All requests to API must return 401
code, not redirect to login page.
All requests to API must return 401 code, not redirect to login page.
Why 401, but not 403? Is there a specification which we could follow?
401 means that user is not authorized at all, whle 403 means user is authorized but have not enough permissions for some action - see more http://stackoverflow.com/questions/3297048/403-forbidden-vs-401-unauthorized-http-responses
To be precise, 401
must be sent if no user was assotiated with request, when 403
must be sent when user with user
role is trying to make some configuration actions, that are only allowed for admin
role.
Issue is reopened because of, I think, servlet logic, that handle any 4xx
return code by redirecting to login page.
Best of all would be redirect to login page on unauthorized request to UI pages (but with correct HTTP code, not 200), and just return HTTP code (maybe with some claryfying text, without redirect) on unauthorized requests to API - this is common practice.
401 means that user is not authorized at all, whle 403 means user is authorized but have not enough permissions for some action
I'm not sure that it's applicable to the form-based auth, which we currently use.

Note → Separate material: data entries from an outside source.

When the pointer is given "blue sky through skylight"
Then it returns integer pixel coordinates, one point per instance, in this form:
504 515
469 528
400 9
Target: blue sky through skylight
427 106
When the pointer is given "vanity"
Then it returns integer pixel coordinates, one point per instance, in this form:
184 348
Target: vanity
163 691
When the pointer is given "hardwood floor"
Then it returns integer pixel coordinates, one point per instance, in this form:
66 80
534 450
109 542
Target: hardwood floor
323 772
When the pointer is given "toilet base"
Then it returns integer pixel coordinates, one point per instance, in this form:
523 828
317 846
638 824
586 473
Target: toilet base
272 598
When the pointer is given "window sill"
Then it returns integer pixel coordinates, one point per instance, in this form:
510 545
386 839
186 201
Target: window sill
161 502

But I agree with it for basic auth which we do not support right now, I didn't find a spec for the form-based auth, but wikipedia could be enough [0]. And spec for the basic auth is [1].
0: https://en.wikipedia.org/wiki/HTTP%2BHTML_form-based_authentication 1: https://tools.ietf.org/html/rfc2617
204 is in
OK
group of HTTP response codes, and this confuses API consumer whether the query is succeeded or failed.